Worker filed religious exemption one day before deadline and the court was unmoved
An Air Canada employee who waited until the day before her employer's vaccination deadline to file a religious-accommodation request has lost her bid for Employment Insurance benefits, with the Federal Court reaffirming that asking for an exemption is not the same as receiving one.
In a May 1, 2026, decision, Mr. Justice Sébastien Grammond dismissed Tatiana-Alex Pagano's application for judicial review, and awarded costs to the Attorney General of Canada. Pagano had been placed on unpaid leave from Air Canada after failing to comply with the airline's mandatory COVID-19 vaccination policy, and the Social Security Tribunal had disqualified her from EI on the basis of misconduct.
The vaccination deadline that ran out
Air Canada issued its vaccination policy on August 25, 2021. Employees had to report their status through an internal tool, receive a first dose by September 8, a second dose by October 16, and be fully vaccinated by October 30. The policy warned that non-compliance could result in consequences "up to and including unpaid leave or termination." It also offered a process for exemption requests, including on religious grounds.
Pagano submitted her religious-exemption request on October 30, with supporting documentation following on November 12. Air Canada placed her on a leave of absence effective October 31, 2021, and denied the exemption request on November 15.
The General Division of the Social Security Tribunal found she was disqualified under subsection 30(1) of the Employment Insurance Act because she had lost her job due to misconduct. The Appeal Division denied leave to appeal, and Pagano turned to the Federal Court.
Asking is not the same as receiving
Pagano argued she had complied with the policy by requesting an accommodation, leaning on a clause that read: "Until Air Canada directs otherwise, employees requesting accommodation do not need to be vaccinated or record their status via our Vaccination Status Reporting Tool." She said the Appeal Division had read the policy in isolation rather than as a whole.
Grammond rejected that view. He held that the Appeal Division had reasonably concluded "a mere request for accommodation did not amount to compliance with the Policy. Contrary to Ms. Pagano's submission, this interpretation does not render the exemption clause meaningless. An employee may request an exemption but must do so sufficiently ahead of time to be able to receive the vaccine if the exemption is denied."

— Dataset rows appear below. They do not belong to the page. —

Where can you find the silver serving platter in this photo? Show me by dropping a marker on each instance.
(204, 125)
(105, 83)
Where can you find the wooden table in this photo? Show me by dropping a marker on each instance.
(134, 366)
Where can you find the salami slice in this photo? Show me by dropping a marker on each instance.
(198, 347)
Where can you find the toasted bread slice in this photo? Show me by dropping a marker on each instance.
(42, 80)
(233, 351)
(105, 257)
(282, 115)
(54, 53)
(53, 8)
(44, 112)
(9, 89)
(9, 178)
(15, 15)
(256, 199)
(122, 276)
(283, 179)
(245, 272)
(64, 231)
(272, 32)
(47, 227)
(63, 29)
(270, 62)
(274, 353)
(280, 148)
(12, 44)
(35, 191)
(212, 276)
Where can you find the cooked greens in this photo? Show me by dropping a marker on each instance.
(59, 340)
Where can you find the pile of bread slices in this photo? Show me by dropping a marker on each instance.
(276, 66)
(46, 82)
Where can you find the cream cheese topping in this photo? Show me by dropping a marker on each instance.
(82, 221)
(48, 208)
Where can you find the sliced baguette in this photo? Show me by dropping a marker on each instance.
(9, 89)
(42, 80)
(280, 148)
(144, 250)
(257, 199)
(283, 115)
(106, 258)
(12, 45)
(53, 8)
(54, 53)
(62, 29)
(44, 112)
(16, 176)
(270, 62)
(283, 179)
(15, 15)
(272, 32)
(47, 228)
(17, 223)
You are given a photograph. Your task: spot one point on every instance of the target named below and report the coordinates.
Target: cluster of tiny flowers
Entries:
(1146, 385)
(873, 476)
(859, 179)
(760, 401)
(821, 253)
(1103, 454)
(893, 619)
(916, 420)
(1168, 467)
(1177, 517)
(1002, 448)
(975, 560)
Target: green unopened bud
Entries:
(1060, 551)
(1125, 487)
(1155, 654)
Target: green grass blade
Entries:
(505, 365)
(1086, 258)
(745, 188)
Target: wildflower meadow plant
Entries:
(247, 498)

He also noted that the specific clause Pagano emphasized had not been raised before the General Division or Appeal Division, and a decision-maker is not required to address arguments that were not "squarely put before them."
Misconduct, not just cause
Pagano's second argument was that the Appeal Division should have analyzed whether she had "just cause" to leave under section 29 of the Act, citing factors such as "working conditions that constitute a danger to health or safety" and "significant changes in work duties." Grammond found that argument did not engage, because Pagano was suspended rather than having resigned. Misconduct and just cause, he wrote, are two separate grounds of disqualification.
He pointed to 16 Federal Court of Appeal decisions in the past three years upholding EI denials in materially similar vaccination cases, which together hold that knowingly breaching an employer's vaccination policy amounts to misconduct under section 30 and that the Tribunal cannot review the merits of the employer's policy.
The court emphasized that “it is not the Appeal Division's interpretation of the Policy that undermines the exemption clause, but the timing of Ms. Pagano's request.”